Não tenho qualquer discordância. Pelo contrário: as minhas expectativas são até mais ambiciosas em relação ao MP. O que me parece estranho é que outras responsabilidades governativas e outros indícios não mereçam a mesma atenção da PJ e do MP.

Estou entre aqueles que ainda aguarda serenamente que as investigações sobre a privatização da TAP em 2015, em que se suspeita que a compra pelo investidor privado tenha sido feita com o dinheiro da própria TAP, chegue a alguma conclusão. Sou daquelas que gostaria também de saber como é que a privatização da Groundforce, paga supostamente pelo privado com a própria receita operacional da empresa, foi negociada. Gostaria de ser esclarecida como é que a concessão dos aeroportos à Vinci foi tão negligentemente negociada, com custos brutais para o Estado Português como o Tribunal de Contas recentemente demonstrou. Valia igualmente a pena que soubesse mais sobre o famoso contrato secreto de venda do BES a um “fundo abutre” e da negociação que Sérgio Silva Monteiro, ex-secretário de Estado do governo de Passos Coelho, conduziu já sob a tutela de Centeno e António Costa e que tanto custou aos cofres públicos. Sou paciente, mas noto o silêncio ruidoso do MP em negócios que venderam por tuta e meia empresas que são agora “galinhas dos ovos de ouro” para os privados, prejudicando o Estado e os contribuintes portugueses em milhares de milhões de euros. Por outro lado, gostava ainda de saber se já temos algumas conclusões ou avanços na investigação sobre o financiamento do Chega, que na última campanha eleitoral não conseguia explicar as verbas avultadas que lhe têm chegado aos bolsos. Gostava de saber também se André Ventura não incorreu num conflito de interesses ao estar numa comissão parlamentar de inquérito em que um dos seus financiadores partidários tinha um interesse direto. Não me assusto com investigações, quero mesmo mais investigação. Só me inquieto com a sua aparente seletividade.

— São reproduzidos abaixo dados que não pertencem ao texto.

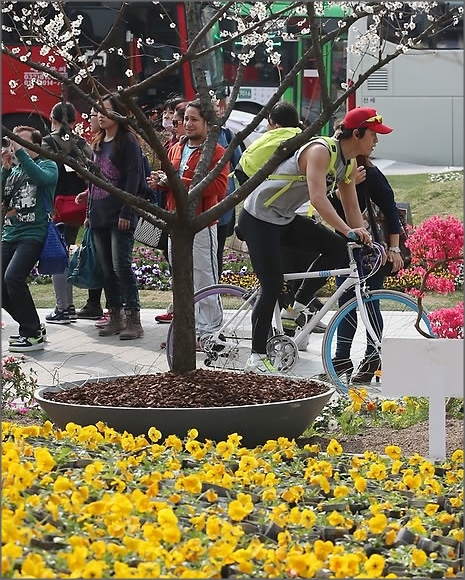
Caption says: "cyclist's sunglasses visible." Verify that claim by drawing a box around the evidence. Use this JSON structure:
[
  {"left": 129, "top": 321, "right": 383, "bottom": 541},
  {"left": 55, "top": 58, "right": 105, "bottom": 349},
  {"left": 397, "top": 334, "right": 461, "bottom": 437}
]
[{"left": 357, "top": 115, "right": 383, "bottom": 129}]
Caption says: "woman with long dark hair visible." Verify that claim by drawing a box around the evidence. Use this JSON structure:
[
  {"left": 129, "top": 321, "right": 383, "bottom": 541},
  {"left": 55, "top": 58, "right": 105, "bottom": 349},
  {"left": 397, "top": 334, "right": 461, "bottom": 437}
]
[{"left": 88, "top": 94, "right": 145, "bottom": 340}]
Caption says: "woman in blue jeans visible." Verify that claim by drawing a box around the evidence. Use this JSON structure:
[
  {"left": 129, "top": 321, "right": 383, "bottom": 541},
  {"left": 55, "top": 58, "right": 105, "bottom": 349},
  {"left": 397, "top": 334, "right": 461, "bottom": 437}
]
[
  {"left": 86, "top": 94, "right": 145, "bottom": 340},
  {"left": 330, "top": 155, "right": 404, "bottom": 384}
]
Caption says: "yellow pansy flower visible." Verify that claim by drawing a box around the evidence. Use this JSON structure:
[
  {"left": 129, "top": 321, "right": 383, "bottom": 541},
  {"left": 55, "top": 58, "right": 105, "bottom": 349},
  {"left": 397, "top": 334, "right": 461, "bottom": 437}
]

A sensação de instrumentalização política da investigação criminal já não pode ser ignorada e os riscos que esta dúvida implica para o regime democrático são brutais. O MP está em risco de ser visto como um ator político interveniente no combate político, com interesses ilegítimos que não a justiça e a legalidade, e com um alvo partidário a abater. O combate à corrupção perde a legitimidade e a confiança, que são condições centrais na investigação criminal. O Ministério Público é hoje um grave problema do regime democrático.»